No one ever saw one quite like that, because that's a very special sort of radio. In its day, circa 1935, its type was one of the most elegant consoles on the market. Now with its fabric-covered speakers, its peculiar yellow dial, its serrated knobs, it looks quaint and a little strange. Mr. Ed Lindsay is going to find out how strange very soon when he tunes in to the Twilight Zone.

==Plot==
Ed Lindsay, an embittered bachelor in his late fifties, living in a boarding house, is dismayed over the mindless programs and commercials on the TV set watched by the residents. He retrieves from the basement an old radio which, in his younger and happier days, he enjoyed as a source of relaxation and entertainment. Installing it in his room, he is pleased to hear the radio receiving 1930s/1940s music and programs. He tells the others about the broadcasts, which they first assume are recordings. Unable to receive them on a modern portable radio, they come into his room—but hear only static. Ed tries to contact the radio station, but discovers it has been out of business for years.

Ed has a confrontation with Vinnie Broun, who has lived in the same boarding house with him for two decades. In an earlier era, they had intended to marry, but other things interfered until too much time had passed. She tells him that the past cannot be recovered and he should let it go, and that he is simply having a delusion. Ed is furious and he throws Vinnie out of his room. His obsession with his radio continues to grow.

Worried about Ed's mental state, Vinnie and the other residents have the radio hauled away by a shopkeeper. Ed rushes out and buys it back for $10. He takes it back to his room and, to his great relief, finds it still operational. He loses himself in an old Tommy Dorsey love song, the one he would share with Vinnie. He calls her to his room and the door swings open and Vinnie enters. Ed is suddenly transported back in time to 1940, and he and Vinnie are young again. Ecstatic, Ed professes his love for Vinnie and embraces her, determined to do things right this time around.

==Closing narration==

Around and around she goes, and where she stops nobody knows. All Ed Lindsay knows is that he desperately wanted a second chance and finally got it, through a strange and wonderful time machine called a radio, in the Twilight Zone.

==Cast==
- Dean Jagger as Ed Lindsay
- Carmen Mathews as Vinnie Broun
- Robert Emhardt as Professor Ackerman
- Arch W. Johnson as Roscoe Bragg
- Alice Pearce as Mrs. Nielson
- Clegg Hoyt as Shopkeeper
- Stephen Talbot as Boy
- Bob Crane as Disc Jockey (uncredited)

==Production==
As The Twilight Zones second season began, the production was informed by CBS that at about $65,000 per episode, the show was exceeding its budget. By November 1960, 16 episodes, more than half of the projected 29, were already filmed, and five of those had been broadcast. It was decided that six consecutive episodes (production code #173-3662 through #173-3667) would be videotaped at CBS Television City in the manner of a live drama and then transferred to 16-millimeter film for future syndicated TV transmissions. Eventual savings amounted to only about $30,000 for all six entries, which was judged to be insufficient to offset the loss of the depth of visual perspective that only film could offer. The shows wound up looking little better than set-bound soap operas and as a result the experiment was deemed a failure and never tried again.

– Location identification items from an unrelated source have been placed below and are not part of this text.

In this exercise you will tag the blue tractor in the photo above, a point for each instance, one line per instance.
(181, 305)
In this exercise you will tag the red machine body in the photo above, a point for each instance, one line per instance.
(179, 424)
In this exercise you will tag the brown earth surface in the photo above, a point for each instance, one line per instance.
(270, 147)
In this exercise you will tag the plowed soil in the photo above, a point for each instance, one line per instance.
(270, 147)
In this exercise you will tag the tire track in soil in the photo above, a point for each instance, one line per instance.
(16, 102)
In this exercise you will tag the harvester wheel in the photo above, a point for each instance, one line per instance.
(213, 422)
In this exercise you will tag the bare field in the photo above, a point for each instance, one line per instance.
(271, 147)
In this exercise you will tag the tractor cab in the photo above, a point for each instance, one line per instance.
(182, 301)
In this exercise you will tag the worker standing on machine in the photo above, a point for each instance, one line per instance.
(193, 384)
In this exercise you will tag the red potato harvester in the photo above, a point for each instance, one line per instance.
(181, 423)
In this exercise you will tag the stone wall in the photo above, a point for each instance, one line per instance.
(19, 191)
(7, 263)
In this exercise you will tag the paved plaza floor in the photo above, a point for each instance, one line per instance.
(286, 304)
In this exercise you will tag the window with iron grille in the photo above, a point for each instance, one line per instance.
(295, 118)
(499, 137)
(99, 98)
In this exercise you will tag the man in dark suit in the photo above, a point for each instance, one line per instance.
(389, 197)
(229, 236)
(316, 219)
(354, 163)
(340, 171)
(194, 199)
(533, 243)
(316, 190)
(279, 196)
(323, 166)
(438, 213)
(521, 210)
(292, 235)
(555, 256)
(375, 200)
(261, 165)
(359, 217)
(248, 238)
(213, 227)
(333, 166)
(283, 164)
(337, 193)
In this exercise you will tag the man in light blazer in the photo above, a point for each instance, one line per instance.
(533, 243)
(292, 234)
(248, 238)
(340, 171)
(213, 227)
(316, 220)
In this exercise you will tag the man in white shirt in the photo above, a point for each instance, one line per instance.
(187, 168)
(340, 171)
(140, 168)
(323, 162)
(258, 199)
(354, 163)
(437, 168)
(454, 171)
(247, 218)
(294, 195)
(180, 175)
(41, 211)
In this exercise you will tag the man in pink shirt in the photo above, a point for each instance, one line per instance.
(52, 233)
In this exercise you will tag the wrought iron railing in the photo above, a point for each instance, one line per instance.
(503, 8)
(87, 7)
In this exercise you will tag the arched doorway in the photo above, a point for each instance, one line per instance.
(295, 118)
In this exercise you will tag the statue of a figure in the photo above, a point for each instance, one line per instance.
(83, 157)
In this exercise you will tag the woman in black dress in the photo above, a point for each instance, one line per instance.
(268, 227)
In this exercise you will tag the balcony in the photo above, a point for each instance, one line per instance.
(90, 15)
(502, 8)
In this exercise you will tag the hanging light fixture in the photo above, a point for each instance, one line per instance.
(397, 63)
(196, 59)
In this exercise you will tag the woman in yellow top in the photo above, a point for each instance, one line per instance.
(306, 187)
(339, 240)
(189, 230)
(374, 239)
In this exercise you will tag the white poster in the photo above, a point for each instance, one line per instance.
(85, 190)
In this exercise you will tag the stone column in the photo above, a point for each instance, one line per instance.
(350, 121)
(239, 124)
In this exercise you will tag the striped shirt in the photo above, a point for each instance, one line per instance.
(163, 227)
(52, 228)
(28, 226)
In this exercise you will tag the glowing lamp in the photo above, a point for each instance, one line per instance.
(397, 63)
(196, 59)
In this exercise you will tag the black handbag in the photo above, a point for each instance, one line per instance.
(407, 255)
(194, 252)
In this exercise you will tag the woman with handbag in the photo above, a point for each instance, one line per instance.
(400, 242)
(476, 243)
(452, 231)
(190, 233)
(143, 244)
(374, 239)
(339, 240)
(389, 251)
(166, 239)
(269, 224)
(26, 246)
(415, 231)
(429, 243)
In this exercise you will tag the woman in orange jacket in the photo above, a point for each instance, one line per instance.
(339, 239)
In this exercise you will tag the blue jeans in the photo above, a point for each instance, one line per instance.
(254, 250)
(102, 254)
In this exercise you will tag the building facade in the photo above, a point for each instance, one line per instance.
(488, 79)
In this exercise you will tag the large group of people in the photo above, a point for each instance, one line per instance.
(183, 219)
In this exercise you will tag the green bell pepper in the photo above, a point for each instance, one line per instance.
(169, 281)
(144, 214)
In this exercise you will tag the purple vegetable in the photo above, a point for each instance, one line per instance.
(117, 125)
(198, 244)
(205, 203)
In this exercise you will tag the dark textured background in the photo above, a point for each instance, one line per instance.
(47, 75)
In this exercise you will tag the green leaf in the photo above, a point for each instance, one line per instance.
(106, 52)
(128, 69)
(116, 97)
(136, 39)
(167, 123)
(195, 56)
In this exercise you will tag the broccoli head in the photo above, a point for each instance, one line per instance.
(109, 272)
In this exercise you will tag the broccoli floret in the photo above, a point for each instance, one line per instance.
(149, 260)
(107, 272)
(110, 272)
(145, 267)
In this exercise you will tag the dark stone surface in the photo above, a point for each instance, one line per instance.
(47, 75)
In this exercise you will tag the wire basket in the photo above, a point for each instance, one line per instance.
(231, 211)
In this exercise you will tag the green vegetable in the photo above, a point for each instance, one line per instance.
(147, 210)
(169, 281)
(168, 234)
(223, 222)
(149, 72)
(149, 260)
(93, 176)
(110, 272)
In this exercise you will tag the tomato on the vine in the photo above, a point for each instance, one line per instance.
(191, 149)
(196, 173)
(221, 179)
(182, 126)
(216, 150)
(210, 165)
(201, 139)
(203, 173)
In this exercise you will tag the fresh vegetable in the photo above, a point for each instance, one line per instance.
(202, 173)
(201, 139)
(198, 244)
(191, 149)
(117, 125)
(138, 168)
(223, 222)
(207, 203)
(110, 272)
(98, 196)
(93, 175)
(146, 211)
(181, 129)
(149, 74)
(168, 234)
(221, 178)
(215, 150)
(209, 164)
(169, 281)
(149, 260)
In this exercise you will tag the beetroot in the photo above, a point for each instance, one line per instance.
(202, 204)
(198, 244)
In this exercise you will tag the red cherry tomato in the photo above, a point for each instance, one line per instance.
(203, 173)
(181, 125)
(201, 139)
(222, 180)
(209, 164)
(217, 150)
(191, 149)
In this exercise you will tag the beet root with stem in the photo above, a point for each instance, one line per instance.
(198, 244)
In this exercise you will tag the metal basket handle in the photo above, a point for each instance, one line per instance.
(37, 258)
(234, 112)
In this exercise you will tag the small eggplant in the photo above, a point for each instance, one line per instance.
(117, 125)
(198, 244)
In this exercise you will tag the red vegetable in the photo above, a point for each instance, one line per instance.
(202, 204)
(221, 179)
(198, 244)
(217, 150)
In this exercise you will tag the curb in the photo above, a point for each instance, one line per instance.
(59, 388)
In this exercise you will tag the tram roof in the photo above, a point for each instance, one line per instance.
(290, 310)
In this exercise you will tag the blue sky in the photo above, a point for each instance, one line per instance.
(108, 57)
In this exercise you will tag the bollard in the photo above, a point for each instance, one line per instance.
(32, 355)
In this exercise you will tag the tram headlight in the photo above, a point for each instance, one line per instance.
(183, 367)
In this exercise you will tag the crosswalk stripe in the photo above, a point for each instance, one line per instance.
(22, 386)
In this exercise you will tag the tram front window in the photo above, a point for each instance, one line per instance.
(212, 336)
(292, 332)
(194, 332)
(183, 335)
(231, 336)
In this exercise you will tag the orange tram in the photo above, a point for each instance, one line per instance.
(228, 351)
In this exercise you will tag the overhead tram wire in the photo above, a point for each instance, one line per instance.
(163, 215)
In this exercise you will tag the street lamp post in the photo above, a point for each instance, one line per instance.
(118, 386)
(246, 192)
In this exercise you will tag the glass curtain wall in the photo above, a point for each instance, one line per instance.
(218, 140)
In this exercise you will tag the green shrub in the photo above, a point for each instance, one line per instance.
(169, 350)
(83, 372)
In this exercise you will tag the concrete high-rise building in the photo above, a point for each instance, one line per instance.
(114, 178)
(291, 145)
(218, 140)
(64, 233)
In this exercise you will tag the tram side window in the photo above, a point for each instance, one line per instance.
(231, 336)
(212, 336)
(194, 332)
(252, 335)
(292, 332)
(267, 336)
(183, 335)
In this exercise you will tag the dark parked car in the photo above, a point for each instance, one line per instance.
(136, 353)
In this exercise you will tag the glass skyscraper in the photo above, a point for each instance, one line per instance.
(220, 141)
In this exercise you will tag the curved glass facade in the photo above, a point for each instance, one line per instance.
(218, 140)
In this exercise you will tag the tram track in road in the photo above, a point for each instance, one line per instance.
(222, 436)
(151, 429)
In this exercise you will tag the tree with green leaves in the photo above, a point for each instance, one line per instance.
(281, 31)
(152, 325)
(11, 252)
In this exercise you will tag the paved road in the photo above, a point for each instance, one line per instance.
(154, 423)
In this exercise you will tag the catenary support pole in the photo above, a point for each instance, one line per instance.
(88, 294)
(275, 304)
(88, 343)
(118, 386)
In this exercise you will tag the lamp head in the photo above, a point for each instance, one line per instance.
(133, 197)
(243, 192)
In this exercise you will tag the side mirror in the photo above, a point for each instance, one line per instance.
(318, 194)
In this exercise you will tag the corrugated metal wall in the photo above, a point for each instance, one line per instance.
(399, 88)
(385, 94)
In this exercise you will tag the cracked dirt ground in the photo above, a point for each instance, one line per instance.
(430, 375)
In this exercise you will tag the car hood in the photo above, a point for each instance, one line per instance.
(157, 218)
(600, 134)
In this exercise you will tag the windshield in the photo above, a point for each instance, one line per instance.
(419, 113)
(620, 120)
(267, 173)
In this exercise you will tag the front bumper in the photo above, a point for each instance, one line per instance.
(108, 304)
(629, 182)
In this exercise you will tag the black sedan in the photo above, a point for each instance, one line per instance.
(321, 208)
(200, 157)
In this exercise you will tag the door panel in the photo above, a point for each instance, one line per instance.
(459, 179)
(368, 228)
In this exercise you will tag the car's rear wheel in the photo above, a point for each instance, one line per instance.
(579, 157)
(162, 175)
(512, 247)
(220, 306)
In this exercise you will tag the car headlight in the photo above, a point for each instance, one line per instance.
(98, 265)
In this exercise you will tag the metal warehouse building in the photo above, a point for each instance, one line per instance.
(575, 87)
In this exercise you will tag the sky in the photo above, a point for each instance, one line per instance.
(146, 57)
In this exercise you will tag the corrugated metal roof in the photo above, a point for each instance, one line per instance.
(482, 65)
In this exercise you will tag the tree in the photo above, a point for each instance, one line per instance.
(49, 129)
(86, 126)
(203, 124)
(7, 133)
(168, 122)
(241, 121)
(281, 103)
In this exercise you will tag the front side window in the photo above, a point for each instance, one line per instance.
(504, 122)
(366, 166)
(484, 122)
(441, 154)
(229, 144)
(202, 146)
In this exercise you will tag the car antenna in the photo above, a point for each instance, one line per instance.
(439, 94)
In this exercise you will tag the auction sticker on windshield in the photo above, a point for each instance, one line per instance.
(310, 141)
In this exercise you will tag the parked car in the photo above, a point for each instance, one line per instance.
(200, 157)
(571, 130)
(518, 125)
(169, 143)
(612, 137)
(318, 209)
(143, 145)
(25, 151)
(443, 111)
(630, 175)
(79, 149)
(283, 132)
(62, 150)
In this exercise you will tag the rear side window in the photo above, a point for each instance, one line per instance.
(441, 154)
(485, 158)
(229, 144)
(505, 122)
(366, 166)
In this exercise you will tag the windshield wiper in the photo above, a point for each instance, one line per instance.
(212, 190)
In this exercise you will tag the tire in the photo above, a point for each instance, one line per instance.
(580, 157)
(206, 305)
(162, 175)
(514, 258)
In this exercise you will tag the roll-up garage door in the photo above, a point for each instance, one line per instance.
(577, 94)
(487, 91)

A "modern day" adaptation of this story (set at the present time in England and with the 1930s radio switched out for a television of a type contemporary with the time of the original episode) was written as a short story of the same name by Robert Shearman. It was first published by Comma Press in Shearman’s 2007 anthology Tiny Deaths, and won a World Fantasy Award. The story itself was then adapted into a short film, which took the action back to the United States, but kept the present day setting. The themes of loss and longing for a simpler romanticised past are prevalent in all three versions.